Redazione BnD . 05/06/2025 . Tempo di lettura: 3 minuti
La guerra nel Sahel: una continuità storica e di civilizzazione di Abdoul Karim Ag Matafa
La guerra nel Sahel non nasce oggi. Essa si inserisce in una lunga storia di conflitti tra i popoli musulmani degli antichi imperi saheliani – in particolare i Peul, i Mauri e i Tuareg – e le popolazioni contadine animiste che vivono nella fascia sahelo-sahariana. Questa zona, situata tra l’Africa nera e l’Africa arabo-berbera, è sempre stata uno spazio di contatto, ma anche di confronto. I Peul, i Mauri e i Tuareg, portatori di una civiltà islamica transahariana, hanno condotto nel corso dei secoli guerre di influenza, di territorio e talvolta di religione, in un arco che va dal Senegal alla Nigeria e dal Burkina Faso all’Azawad. L’arrivo della Francia coloniale alla fine del XIX secolo ha profondamente sconvolto questo equilibrio.
La Francia ha portato avanti la sua conquista appoggiandosi su alcune popolazioni sedentarie, in particolare i Mandingo, i Mossi e gli Zarma, che ha arruolato, formato e militarizzato per combattere le resistenze dei Peul, dei Tuareg e dei Mauri. L’ordine coloniale, imposto con la forza, è stato accettato, talvolta persino integrato, dalle società sedentarie nere. Al contrario, è stato largamente respinto dalle società nomadi musulmane, che hanno preferito adattarsi a una vita marginalizzata, rifiutando l’integrazione nello Stato coloniale e nella cultura occidentale. Così, la marginalizzazione dei Tuareg e dei Peul, la militarizzazione delle zone saheliane e la strumentalizzazione delle etnie da parte delle potenze coloniali hanno lasciato profonde tracce.

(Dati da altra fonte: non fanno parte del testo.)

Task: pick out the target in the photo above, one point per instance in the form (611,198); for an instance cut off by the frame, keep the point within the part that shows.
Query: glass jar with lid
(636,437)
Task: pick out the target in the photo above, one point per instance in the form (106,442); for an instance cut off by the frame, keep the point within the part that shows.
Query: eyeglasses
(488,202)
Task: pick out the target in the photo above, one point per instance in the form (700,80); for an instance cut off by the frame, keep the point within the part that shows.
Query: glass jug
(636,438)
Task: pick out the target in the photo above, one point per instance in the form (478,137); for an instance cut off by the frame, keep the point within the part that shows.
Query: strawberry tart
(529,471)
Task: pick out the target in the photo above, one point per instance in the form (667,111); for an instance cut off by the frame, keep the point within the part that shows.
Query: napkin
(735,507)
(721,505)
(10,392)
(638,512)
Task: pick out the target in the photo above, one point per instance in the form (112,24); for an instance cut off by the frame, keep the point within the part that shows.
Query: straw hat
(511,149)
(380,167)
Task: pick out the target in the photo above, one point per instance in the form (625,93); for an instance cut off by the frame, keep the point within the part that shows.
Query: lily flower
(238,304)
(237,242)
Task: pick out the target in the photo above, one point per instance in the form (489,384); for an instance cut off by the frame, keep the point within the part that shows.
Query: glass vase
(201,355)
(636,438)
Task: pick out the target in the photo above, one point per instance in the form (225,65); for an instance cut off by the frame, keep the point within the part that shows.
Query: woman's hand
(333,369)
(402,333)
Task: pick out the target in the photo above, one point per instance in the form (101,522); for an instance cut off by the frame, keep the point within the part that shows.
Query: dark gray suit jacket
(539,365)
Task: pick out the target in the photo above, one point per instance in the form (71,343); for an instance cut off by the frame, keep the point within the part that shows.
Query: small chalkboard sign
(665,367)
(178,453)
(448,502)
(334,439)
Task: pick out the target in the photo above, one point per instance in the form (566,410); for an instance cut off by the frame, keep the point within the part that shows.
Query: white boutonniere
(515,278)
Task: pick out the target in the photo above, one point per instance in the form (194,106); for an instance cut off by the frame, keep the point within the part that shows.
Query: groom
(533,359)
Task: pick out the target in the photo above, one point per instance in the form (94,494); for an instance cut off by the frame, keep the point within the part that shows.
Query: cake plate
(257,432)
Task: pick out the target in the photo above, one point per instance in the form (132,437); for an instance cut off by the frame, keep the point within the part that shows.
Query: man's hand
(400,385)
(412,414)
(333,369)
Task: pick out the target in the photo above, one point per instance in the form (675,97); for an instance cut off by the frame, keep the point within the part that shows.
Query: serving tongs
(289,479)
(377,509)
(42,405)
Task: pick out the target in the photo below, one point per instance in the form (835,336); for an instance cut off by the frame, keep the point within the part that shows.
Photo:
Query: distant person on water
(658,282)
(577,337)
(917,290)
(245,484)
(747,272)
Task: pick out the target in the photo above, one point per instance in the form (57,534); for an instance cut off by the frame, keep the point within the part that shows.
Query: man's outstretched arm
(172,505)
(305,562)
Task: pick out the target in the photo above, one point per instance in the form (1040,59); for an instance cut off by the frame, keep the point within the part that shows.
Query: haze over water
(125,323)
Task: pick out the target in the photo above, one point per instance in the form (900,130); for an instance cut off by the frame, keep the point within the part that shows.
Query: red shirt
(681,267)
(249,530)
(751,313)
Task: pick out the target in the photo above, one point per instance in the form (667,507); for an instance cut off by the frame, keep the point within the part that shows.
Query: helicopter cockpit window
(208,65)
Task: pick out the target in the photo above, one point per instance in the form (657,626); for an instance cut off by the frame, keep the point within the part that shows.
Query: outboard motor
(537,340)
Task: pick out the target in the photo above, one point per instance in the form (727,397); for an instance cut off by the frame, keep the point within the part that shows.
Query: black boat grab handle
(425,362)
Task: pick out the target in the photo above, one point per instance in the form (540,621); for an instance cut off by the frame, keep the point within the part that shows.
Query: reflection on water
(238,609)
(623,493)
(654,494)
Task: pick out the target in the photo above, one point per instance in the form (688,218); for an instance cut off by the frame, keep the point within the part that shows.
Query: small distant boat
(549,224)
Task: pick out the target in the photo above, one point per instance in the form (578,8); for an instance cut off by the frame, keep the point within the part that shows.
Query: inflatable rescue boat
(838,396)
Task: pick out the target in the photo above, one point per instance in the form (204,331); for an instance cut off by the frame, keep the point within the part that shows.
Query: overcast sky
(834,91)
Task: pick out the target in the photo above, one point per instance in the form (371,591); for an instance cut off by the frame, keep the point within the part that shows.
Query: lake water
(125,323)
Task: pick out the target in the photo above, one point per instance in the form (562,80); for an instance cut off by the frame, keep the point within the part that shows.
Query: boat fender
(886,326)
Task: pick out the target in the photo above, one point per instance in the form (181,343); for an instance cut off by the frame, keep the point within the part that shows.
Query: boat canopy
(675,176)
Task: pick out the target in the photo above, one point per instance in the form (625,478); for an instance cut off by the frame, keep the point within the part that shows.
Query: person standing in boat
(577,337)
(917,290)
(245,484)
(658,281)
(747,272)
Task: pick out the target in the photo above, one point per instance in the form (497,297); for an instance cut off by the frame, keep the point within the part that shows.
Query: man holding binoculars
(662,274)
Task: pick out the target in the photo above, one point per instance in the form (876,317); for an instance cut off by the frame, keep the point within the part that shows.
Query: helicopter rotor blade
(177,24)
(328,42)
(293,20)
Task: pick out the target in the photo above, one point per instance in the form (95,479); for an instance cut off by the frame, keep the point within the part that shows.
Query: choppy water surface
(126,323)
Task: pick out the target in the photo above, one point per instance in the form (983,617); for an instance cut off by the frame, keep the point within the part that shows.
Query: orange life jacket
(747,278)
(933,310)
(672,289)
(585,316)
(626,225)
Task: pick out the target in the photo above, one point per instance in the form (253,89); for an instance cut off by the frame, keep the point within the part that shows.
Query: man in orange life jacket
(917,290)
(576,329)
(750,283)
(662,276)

Nel 2013, con l’operazione Serval, la Francia è tornata militarmente nel Sahel, con il pretesto di combattere il terrorismo. Ma per molti abitanti del Sahel, questo intervento mirava soprattutto a neutralizzare i focolai di resistenza musulmana e nomade. Tuttavia, questa volta le dinamiche sono cambiate: i popoli saheliani, in particolare i Peul e i Tuareg, hanno acquisito nuove capacità di resistenza e mobilitazione.
Di fronte al fallimento degli Stati postcoloniali e della Francia, è in corso una nuova ricomposizione regionale. I regimi militari del Mali, del Burkina Faso e del Niger – riuniti nell’Alleanza degli Stati del Sahel (AES) – hanno avviato una rottura con l’ex potenza coloniale, cercando nel contempo il sostegno di nuove potenze straniere (Russia, Turchia, Emirati, ecc.) in cambio di risorse naturali. Queste alleanze hanno come obiettivo, tra l’altro, mantenere il controllo sui territori e contenere i movimenti armati tuareg e peul. Ma oggi, la guerra ha cambiato natura. Non è più semplicemente uno scontro tra Stati e gruppi armati, ma una lotta più profonda, radicata in secoli di storia, di ingiustizie e di esclusioni. E pone la questione fondamentale della sovranità, dell’identità e del ruolo dei popoli saheliani nel loro stesso destino.